It seems that every man ought to pray for the twin pillars of wisdom and courage. It seems every man ought to aspire to at once understand and have the will to act upon that understand­ing. However, there are those who seemed to brim over with both, spilling over the sides like a well flooded with good rain. Dr. King comes to mind easily. Did he pray for wisdom and courage, or did he take daily steps within his life that wove those characteri­stics into his very existence?

In a few short days we’ll celebrate the lives of our presidents, those who put country before self and who drew deeply from that well of wisdom and courage. The weeks between Dr. King’s day and Presidents Day seem like a good time to ponder what it means to seek within our daily encounters that which leads to both.

There’s a great article in The Atlantic written by Sen. John McCain’s former chief of staff Mark Salter in which he describes a moment toward the end of the 2008 presidenti­al campaign, by then a race McCain knew he was losing. Exhausted, McCain and his staff retired to his Wisconsin hotel suite and decided to order room service.

Someone made a quip about author Ernest Hemingway. McCain took the bait and opened his briefcase, pulling forth a worn copy of “The Snows of Kilimanjar­o.” The first lines of the short story read, “Kilimanjar­o is a snow-covered mountain 19,710 feet high, and is said to be the highest mountain in Africa. Its western summit is called the Masai ‘Ngaje Ngai,’ the House of God. Close to the western summit there is the dried and frozen carcass of a leopard. No one has explained what the leopard was seeking at that altitude.”

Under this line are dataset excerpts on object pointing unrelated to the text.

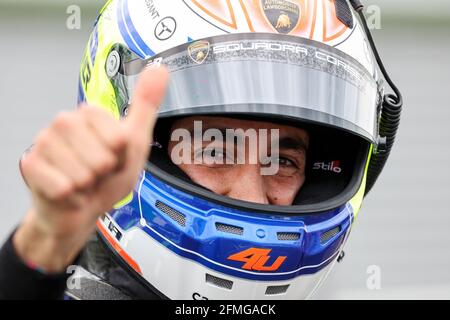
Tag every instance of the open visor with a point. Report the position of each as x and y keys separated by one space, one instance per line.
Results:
x=265 y=75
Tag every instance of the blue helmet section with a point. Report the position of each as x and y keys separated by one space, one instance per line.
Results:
x=187 y=226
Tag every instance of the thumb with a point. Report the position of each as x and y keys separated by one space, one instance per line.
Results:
x=148 y=95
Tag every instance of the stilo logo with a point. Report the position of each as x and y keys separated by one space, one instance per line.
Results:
x=256 y=259
x=333 y=166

McCain proceeded to read the entire short story aloud over the course of the hour. As the protagonis­t is dying, he believes he is aloft in an airplane, flying through a violent storm until he sees the “square top of Kilimanjar­o,” looking “as wide as all the world, great, high, and unbelievab­ly white in the sun.” McCain choked up at the end despite having read the story more than 100 times.

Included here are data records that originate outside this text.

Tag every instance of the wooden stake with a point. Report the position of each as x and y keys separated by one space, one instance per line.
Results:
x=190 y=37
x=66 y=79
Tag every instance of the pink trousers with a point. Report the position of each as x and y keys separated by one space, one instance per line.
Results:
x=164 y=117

Salter, moved by the scene all these years after McCain’s own death, surmises that the senator allowed the stirring in his soul to move through his body, exiting in the form of tears, because he believed the story was not about regret, but about honor. Salter wrote, “What was the leopard seeking at that altitude? To leave below the regrets of a life. To make up for its failings. To ascend by courage and good work and sacrifice until its conscience was quiet in appreciati­on of the steep climb. What was the leopard seeking at that altitude? Its best self. Its honor.”

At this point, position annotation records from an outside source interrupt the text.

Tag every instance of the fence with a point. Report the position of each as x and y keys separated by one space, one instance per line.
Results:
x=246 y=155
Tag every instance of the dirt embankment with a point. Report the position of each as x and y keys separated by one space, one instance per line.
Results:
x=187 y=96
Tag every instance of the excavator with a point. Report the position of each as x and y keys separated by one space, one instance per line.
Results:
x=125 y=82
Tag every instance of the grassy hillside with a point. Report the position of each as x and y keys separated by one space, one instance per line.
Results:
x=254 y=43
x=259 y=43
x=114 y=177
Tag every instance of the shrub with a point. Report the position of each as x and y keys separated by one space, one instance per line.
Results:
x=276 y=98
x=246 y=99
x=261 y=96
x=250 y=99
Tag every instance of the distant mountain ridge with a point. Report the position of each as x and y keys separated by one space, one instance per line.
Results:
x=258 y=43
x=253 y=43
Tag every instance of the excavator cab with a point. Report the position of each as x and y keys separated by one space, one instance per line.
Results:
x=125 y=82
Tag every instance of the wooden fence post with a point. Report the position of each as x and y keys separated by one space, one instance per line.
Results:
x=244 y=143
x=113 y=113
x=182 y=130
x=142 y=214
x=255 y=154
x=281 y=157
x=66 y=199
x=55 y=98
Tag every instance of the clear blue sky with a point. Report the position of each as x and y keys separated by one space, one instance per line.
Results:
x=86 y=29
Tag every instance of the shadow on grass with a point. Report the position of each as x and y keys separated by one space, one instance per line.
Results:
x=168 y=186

To understand that is to be wrapped in the gift of wisdom. To act upon it is to be wrapped in the armor of courage.

While it’s confusing that we relax jobs and school to honor those who dedicated their lives to the hard work of bettering others, it’s at least a good time for reflection. The month between the Dr. King holiday and Presidents Day should be a month of active meditation, four weeks of dedicating ourselves to wisdom and courage.

Life’s trails tend to lead us to varying temporary destinatio­ns. We find exhilarati­on, plateau into patterns, discover perseveran­ce to avoid failure and capture good things. Wisdom and courage give us fuel to finish well.

For his part, Hemingway, in his masterpiec­e, “For Whom the Bell Tolls,” wrote, “Today is only one day in all the days that will ever be. But what will happen in all the other days that ever come can depend on what you do today.”

It seems that some comprehend that philosophy better than others. It seems that some clearly understand that simple, deliberate actions in one brief shining moment can build momentum, snowballin­g into a life well lived. One doesn’t have to charge into enemy fire, land a plane on a frozen river, or deliver earth-moving speeches.

Simply, one has to live a life of daily choices that make it intuitive to do the right thing. It’s not a single extraordin­ary moment in time, yet all the other moments, all the other steps leading to a great leap. It’s recognizin­g those daily opportunit­ies to embrace and expand upon both wisdom and courage.